Frie responde com um tom sonolento:
— Vai dormir, Caitlin. Amanhã a gente conversa. — Rebato a almofada e ela acorda logo irritada. — É bom que seja urgente, Caitlin Vallenty!
— Relaxe que é urgente... Eu acho. — Minha irmã se levanta, acende a luz do abaju e senta na beira da minha cama.
— O que deve ser de tão urgente para me acordar?
— É que... Do nada senti arrepios e uma angústia na alma, a mesma que eu senti no enterro da irmã do Corey.

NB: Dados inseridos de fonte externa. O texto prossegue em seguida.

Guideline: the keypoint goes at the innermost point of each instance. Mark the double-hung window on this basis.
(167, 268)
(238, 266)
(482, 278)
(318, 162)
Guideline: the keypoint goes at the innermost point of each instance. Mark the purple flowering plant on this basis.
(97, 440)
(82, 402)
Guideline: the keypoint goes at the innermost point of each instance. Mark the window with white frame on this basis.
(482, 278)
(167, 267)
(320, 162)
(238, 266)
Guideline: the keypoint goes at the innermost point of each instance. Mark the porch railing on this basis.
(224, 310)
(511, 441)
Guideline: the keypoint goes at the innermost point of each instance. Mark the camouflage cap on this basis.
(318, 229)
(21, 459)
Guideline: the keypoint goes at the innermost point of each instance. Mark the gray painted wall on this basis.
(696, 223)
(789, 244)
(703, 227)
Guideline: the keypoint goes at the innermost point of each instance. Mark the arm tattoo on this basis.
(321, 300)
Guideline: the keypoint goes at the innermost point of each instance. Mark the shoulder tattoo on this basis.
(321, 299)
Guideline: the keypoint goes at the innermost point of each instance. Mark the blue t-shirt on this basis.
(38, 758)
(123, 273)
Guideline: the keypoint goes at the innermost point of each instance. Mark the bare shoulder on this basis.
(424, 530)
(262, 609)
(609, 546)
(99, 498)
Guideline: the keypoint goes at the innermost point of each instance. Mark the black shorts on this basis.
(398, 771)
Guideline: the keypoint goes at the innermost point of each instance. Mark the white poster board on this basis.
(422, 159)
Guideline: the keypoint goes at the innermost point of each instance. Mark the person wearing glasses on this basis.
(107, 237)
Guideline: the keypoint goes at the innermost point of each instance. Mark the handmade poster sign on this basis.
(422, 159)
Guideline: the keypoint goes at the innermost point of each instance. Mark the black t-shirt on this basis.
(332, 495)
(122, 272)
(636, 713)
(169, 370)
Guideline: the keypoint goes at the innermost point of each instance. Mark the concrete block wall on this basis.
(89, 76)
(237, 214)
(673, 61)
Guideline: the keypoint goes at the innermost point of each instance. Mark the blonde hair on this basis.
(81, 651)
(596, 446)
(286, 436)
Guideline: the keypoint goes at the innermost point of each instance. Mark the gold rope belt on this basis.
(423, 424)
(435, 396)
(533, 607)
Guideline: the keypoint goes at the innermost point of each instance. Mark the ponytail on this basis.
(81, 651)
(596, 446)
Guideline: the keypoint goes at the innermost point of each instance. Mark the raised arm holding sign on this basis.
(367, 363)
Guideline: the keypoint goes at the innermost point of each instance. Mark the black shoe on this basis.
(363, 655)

— Você me acordou para fazer drama? — Perguntou a Frie irritada e se levantando da cama.- Vá dormir, Caitlin! Amanhã a gente fala sobre isso
— Será que você poderia me compreender pelo menos nessa vez? — Minha irmã se aproxima da mesa do canto do quarto, pega algo e se vira. Ela aplica a agulha no soro e num instante meus olhos se fecham lentamente e volto a dormir.